“Abundance of Jan. 6 Evidence Collides With Suspects’ Right to Speedy Trials”

Alan Feuer at the New York Times:

As the case of Timothy Hale-Cusanelli, a suspect in the Jan. 6 riot, was poised in late July to drag into its seventh month without much progress, the presiding judge lost patience with the prosecutor.

The government, he suggested, had created a kind of vicious circle.

Mr. Hale-Cusanelli, a Hitler impersonator accused of storming the Capitol, was in jail awaiting trial even as prosecutors kept filing charges against new defendants in the riot.
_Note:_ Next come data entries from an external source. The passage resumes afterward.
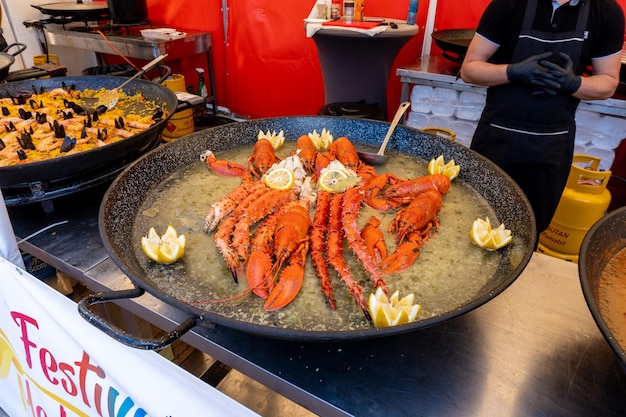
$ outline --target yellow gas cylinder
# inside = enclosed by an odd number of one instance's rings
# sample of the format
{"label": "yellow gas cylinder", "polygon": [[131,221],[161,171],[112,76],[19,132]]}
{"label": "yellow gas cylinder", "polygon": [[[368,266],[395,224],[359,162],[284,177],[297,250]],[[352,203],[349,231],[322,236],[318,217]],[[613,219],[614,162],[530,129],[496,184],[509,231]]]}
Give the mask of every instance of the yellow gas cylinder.
{"label": "yellow gas cylinder", "polygon": [[163,128],[163,140],[170,142],[182,136],[190,135],[195,131],[193,108],[191,104],[182,101],[178,103],[176,112],[170,117]]}
{"label": "yellow gas cylinder", "polygon": [[[163,85],[175,93],[184,92],[185,76],[182,74],[172,74],[171,77],[163,81]],[[193,120],[193,108],[189,103],[179,101],[176,111],[165,124],[165,128],[162,132],[163,140],[165,142],[170,142],[173,139],[190,135],[194,131],[195,125]]]}
{"label": "yellow gas cylinder", "polygon": [[611,171],[598,171],[600,159],[574,155],[565,190],[546,230],[539,235],[538,250],[547,255],[578,262],[583,238],[611,202],[606,188]]}

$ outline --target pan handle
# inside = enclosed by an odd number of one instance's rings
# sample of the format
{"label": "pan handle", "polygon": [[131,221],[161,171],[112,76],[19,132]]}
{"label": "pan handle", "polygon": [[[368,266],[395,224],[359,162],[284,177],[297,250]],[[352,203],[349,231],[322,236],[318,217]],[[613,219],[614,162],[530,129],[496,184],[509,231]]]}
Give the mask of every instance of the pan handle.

The more arrests that were made, the judge, Trevor N. McFadden, reasoned, the more evidence generated that needed to be given to the defense; and the more evidence that had to be turned over, the longer it would take to resolve Mr. Hale-Cusanelli’s case.
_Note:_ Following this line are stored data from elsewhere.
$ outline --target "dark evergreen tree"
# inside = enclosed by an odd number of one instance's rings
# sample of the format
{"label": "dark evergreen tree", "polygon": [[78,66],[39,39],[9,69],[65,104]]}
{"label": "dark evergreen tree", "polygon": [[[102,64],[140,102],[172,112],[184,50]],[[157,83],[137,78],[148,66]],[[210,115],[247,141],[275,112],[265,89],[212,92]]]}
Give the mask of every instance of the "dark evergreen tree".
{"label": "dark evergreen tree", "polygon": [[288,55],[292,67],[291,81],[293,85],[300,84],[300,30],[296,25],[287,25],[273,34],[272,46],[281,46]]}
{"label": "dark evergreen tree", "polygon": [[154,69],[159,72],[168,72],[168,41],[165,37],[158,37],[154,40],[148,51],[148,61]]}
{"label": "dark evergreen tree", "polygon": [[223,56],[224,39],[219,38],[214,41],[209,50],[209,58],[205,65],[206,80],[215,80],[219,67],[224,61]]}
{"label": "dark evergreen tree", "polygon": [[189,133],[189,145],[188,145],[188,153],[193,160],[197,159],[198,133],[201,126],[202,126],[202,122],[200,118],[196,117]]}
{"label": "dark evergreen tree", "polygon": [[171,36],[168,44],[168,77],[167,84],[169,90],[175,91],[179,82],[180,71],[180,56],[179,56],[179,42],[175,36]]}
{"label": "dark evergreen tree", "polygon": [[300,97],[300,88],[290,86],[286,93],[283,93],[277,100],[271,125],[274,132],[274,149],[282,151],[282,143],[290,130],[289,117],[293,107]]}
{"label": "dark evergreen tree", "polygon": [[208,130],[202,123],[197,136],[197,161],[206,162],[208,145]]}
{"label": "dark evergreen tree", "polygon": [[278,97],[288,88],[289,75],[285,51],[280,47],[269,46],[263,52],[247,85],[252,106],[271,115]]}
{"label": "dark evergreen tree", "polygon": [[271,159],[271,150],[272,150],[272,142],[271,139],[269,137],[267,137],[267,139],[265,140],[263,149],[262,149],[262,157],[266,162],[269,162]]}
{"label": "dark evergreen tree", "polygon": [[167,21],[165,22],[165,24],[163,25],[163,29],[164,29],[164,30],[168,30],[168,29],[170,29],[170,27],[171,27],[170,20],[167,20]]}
Trying to assuage Judge McFadden, the prosecutor noted that the investigation of Jan. 6 was a uniquely challenging ordeal and that handing over all of this so-called discovery material was an important part of the legal process.
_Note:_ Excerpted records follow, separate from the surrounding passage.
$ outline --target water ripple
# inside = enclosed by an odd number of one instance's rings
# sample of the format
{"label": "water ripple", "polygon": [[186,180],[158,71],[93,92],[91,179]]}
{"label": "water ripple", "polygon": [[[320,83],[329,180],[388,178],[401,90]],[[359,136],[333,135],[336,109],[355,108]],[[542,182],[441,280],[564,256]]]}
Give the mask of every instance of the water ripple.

The judge was not impressed. “Freedom is also important,” he shot back.

That exchange was emblematic of a legal tension simmering in a number of cases stemming from the Capitol attack. It has, in essence, pitted the government’s herculean efforts to gather and organize the evidence collected in its sprawling investigation of the riot against the constitutional right of defendants to speedy trials.